"Space, stars, and the underlying science behind them has always been fascinating to me. I have always had a desire to tinker and build projects. Combining these two passions fitted perfectly into my degree."
What drew you to the University of Surrey?
The decision to come to Surrey was easy. After speaking to a University representative at my school, it was clear that Surrey was the best option for a space systems career. That coupled with the location made it an obvious decision.
Why are you passionate about your subject?
Space, stars, and the underlying science behind them has always been fascinating to me. I have always had a desire to tinker and build projects. Combining these two passions fitted perfectly into my degree. Hopefully one day I’ll build something that will help us understand space!
How are the facilities on your course helping your studies?
The facilities on my course are phenomenal. The undergraduate electronic labs are a helpful learning environment, and the technicians play a huge part in that! Additionally, having access to a 24-hour computer lab has really helped me.
The Peryton team
When and how did your interest in satellites develop?

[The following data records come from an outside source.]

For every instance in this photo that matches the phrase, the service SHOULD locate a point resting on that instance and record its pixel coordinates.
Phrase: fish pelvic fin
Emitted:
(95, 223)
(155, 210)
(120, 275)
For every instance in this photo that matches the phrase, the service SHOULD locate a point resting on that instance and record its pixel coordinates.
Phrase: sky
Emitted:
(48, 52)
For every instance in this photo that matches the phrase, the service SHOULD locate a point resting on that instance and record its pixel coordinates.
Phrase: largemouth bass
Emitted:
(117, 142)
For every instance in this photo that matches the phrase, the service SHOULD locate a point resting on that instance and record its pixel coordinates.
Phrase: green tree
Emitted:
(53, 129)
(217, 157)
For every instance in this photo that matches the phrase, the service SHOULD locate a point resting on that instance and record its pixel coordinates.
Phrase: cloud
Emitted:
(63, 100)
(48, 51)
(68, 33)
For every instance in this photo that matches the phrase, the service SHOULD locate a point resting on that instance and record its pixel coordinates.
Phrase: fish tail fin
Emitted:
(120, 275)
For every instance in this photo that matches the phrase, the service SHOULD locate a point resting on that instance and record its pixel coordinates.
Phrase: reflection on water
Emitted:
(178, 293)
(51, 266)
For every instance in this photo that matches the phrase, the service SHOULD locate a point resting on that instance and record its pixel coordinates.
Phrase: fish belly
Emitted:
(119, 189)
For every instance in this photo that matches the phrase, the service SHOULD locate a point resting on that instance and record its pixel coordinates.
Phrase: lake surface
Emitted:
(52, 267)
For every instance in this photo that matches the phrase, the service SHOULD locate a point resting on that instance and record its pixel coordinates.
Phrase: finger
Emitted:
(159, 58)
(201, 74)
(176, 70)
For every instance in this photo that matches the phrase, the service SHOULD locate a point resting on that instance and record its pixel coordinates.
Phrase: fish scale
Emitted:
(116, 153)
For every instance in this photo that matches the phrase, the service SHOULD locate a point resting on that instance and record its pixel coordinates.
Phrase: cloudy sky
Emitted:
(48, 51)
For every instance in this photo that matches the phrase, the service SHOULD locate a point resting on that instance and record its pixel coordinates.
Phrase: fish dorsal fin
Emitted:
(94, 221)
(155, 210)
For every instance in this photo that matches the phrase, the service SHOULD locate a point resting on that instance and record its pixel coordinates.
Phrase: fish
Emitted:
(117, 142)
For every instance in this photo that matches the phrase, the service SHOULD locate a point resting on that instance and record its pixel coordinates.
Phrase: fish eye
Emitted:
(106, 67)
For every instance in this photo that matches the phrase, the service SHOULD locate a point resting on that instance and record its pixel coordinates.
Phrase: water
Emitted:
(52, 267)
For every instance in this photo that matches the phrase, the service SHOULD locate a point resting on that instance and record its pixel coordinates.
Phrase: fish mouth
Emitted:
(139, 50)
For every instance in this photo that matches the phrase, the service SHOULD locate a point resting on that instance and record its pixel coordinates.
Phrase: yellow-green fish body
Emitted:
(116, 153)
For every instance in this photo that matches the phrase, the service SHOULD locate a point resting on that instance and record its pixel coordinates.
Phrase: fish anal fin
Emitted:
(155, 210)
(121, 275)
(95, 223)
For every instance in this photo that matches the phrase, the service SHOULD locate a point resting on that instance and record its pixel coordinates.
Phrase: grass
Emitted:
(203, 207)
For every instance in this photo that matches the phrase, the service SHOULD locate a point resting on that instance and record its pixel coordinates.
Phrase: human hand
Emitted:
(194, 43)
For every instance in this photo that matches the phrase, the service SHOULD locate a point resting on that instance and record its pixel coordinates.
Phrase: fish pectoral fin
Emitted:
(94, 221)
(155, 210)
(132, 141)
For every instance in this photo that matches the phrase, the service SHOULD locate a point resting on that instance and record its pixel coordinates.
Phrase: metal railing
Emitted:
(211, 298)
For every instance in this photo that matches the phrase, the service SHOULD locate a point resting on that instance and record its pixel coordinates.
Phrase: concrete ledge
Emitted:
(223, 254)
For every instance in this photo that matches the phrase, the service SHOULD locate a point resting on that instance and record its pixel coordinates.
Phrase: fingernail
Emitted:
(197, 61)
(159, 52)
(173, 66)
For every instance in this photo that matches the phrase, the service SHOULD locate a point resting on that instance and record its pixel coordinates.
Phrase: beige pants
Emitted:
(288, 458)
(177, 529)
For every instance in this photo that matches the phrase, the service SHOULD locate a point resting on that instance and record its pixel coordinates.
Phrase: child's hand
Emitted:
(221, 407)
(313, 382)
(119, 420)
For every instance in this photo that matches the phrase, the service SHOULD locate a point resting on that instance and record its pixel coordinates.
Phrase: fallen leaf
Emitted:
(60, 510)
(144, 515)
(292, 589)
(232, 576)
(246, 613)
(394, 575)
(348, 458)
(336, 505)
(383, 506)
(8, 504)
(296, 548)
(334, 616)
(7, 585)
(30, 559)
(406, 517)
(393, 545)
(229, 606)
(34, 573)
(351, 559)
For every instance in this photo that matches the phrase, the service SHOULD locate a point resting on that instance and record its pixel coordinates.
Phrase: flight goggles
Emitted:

Satellites make the modern world go around, and I have always been fascinated by them. Learning about their intricacies has only driven my passion, especially when you learn about the heritage of cube satellites at Surrey. Knowing that a group of students can send a satellite into space and it will work has further driven my ambition.
What is the Peryton Team and what drew you into it?
I joined the Peryton Team at the start of my final year. I joined to use some of the technical and practical skills that I had learned about over the course of my degree in a real-world setting, as well as some of the leadership skills I had gained. This was a way I could combine these skills with the support of my peers and the University.
What does the UKSEDS Satellite Design Competition mean to you and to the Peryton Team?
This was the first year that the University has entered the competition, so the team did not know what to expect. I am incredibly grateful I got to lead the team through this competition; to me, it was the culmination of five years’ hard work as a Surrey student. The highlight for me is us winning the best satellite award at the competition day held by UKSEDS at Airbus Space and Defence. To get to that stage was the cumulation of nine months of hard work for the whole team with multiple stages, including being selected as one of the five teams to actually compete, based on our submission.
What does being in the team mean to you in terms of studies and personal development?
The personal development I have experienced being in the team is second to none. Being able to use the leadership skills and training I have been honing was a personal highlight. From leading weekly meetings, and stakeholder management, I have learnt so much about how to run and lead a project. It helped me cement the skills and knowledge gained throughout my course as I gained a deeper appreciation of how the individual parts fit together when building a satellite.
Do you know what you want to do when you graduate?
I have decided to undertake a PhD at Surrey as my next step and this is mainly down to my involvement in Peryton. I feel like I have a lot more to give and the confidence I have gained from the project has made me realise that a PhD is the right option for me.